Question : I wanted to find out the number of ways all the 7 numbers below could be assigned positive integers which can sum up to 42.$$x_1+x_2+x_3+x_4+x_5+x_6+x_7=42$$
the catch in this problem is the constraint $$ 1\le x_i\le26$$ The Stars and bars method happen to only provide solution for, if the $x_i$ should be non-negative or only positive.
My Approach : Since i need only positive integers to be used here for $x_i$, so i have to use $${n - 1\choose k-1}.$$ but in using the formulae directly, definitely it would also count the ways where a certain $x_i>26$, so i thought i should use it this way, as $k=7=1+6=2+5=...=6+1$ and $n=42=26+16$, so i can select a few stars from 26 stars as well as 16 stars at the same time : $$({26-1\choose 1-1} + {16-1\choose 6-1}) + ({26-1\choose 2-1} + {26-1\choose 5-1}) + .......+ ({26-1\choose 6-1} + {16-1\choose 1-1})$$ so that highest value $x_i$ can achieve is 26.

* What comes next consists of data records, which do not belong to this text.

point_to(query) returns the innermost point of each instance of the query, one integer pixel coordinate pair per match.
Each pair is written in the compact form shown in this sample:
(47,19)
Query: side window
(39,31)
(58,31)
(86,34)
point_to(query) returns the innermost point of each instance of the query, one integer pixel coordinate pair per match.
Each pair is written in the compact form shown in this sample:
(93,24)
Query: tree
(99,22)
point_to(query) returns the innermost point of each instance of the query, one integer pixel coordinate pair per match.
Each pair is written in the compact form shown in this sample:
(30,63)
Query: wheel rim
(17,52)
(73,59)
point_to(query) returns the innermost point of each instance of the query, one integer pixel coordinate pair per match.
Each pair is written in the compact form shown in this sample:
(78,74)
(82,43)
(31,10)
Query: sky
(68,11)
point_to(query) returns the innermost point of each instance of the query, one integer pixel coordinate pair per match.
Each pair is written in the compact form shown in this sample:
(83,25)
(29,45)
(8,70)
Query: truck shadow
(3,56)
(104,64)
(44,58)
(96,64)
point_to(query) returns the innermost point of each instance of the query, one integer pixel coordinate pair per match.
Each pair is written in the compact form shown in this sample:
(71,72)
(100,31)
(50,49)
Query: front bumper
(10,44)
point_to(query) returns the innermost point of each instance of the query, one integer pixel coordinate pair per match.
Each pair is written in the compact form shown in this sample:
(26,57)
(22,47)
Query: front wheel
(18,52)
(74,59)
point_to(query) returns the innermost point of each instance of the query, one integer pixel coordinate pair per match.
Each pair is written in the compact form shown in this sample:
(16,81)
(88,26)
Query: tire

My problem : I actually don't know if my way is correct or if any other such method exists to use stars and bars method where also constraints on number of stars are included. Thank you.
Well, it is not difficult to tweak the idea behind the analytic-combinatorics formulation of the stars and bars method. By denoting through $[x^n]\,f(x)$ the coefficient of $x^n$ in the Taylor series at the origin of $f(x)$, stars and bars tells us that the cardinality of the set $$E=\{(x_1,\ldots,x_7)\in\mathbb{N}^*\times\ldots\times\mathbb{N}^+: x_1+\ldots+x_7=42\}$$ equals $\binom{41}{6}$, which is $$[x^{42}]\left(x+x^2+x^3+\ldots\right)^{7} = [x^{42}]\frac{x^7}{(1-x)^7} = [x^{35}]\frac{1}{(1-x)^7}.$$ In a similar way, the cardinality of the set $$F=\{(x_1,\ldots,x_7)\in[1,26]^7: x_1+\ldots+x_7=42\}$$ equals $$[x^{42}](x+x^2+\ldots+x^{25}+x^{26})^7 = [x^{35}]\frac{(1-x^{26})^7}{(1-x)^7}$$ and by applying the binomial theorem to $(1-x^{26})^7$ we get that the RHS is $$ [x^{35}]\frac{1}{(1-x^7)}-7\cdot[x^9]\frac{1}{(1-x)^7}=\color{red}{\binom{41}{6}-7\cdot\binom{15}{6}}.$$ A combinatorial interpretation is simple: if an element belongs to $E$ but not to $F$, at most one of its coordinates is $\geq 27$.